Duffy continued, “Our black athletes missed one day of practice. I made no announcement of any kind, but everyone knew if they missed one more, that was it. President Hannah saved the day, as he so frequently did. Spring practice rules permit four practice days per week. Dr. Hannah asked if I could excuse the blacks from the next practice. My answer to him was that I thought that would work to the detriment of the entire squad. He said he thought the issue could be resolved if the black athletes could meet with our faculty representative, Dr. John Fuzak and Dr. Robert Green, former disciple of Martin Luther King Jr. The compromise solution was to call off practice for one day for everyone while the summit meeting took place. The problems were aired and solved, and practice resumed. Everyone was back on the field, and that was the extent of our so-called ‘black problem…’ My relationship with John Hannah is the most treasured of all those I have formed in nineteen years as a head coach.”

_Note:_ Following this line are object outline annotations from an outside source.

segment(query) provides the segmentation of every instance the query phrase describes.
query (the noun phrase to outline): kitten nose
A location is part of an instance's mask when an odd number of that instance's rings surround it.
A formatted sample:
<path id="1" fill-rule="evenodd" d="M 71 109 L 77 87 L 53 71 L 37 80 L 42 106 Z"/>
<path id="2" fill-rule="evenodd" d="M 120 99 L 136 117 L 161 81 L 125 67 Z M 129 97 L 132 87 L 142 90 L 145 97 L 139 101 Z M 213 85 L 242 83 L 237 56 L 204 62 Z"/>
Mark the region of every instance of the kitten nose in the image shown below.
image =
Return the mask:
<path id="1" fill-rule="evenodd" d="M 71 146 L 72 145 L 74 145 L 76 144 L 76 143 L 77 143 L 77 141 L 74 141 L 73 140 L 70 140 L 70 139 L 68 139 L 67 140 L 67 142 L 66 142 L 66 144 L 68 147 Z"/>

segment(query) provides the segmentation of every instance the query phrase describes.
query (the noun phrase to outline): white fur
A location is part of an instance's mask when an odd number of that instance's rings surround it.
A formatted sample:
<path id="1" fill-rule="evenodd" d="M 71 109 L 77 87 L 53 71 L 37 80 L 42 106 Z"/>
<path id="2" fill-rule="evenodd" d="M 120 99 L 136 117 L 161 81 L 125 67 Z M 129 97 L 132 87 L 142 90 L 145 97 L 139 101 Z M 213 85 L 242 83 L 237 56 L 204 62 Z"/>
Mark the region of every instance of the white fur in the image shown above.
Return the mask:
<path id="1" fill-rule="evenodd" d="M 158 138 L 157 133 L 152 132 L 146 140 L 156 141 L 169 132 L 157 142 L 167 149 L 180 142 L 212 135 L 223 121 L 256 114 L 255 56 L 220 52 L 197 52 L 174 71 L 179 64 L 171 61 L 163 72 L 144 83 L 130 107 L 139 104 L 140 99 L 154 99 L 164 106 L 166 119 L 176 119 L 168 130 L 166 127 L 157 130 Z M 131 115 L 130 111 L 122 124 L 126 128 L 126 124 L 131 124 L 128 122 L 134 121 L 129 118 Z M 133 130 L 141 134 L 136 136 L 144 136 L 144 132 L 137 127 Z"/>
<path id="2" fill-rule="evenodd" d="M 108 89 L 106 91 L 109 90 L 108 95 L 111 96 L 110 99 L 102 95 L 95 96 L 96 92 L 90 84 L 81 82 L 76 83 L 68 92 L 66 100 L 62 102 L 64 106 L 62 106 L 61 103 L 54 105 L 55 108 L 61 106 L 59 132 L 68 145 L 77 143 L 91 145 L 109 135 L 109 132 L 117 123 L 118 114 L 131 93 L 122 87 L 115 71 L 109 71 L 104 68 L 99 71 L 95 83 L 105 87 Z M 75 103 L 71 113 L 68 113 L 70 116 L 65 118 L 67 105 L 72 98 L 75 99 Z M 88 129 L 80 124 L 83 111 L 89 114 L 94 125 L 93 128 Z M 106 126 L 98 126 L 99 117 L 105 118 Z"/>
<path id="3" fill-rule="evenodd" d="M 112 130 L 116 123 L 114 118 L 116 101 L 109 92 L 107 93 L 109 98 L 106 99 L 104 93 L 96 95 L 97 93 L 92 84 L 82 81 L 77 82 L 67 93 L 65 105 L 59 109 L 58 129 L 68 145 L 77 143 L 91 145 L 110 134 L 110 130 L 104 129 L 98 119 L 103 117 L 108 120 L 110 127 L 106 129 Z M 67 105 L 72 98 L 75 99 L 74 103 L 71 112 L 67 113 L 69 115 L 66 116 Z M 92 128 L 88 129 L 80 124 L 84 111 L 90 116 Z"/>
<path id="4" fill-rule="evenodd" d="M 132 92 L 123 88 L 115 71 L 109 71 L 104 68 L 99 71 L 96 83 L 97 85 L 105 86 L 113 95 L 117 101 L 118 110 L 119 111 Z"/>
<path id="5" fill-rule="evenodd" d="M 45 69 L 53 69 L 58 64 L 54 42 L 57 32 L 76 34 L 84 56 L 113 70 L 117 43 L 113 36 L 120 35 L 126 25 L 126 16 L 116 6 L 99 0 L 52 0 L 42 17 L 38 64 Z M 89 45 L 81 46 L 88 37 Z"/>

Many of the experiences connected with accomplishments of the Spartans in 1965 and 1966 were summoned from the past by the players and other speakers, and it was left to Jones to assemble the pieces. “Everyone from President Hannah to Ken Earley, our equipment manager, and everyone in between worked together for our team to succeed. We were nothing if we didn’t work together,” Jones said.
What they did on the gridiron ramified to the various sectors of society where activists were bravely involved in bringing about change, and few of them like Reed recognized how all the elements combined and helped expand and accelerate the march toward freedom and justice.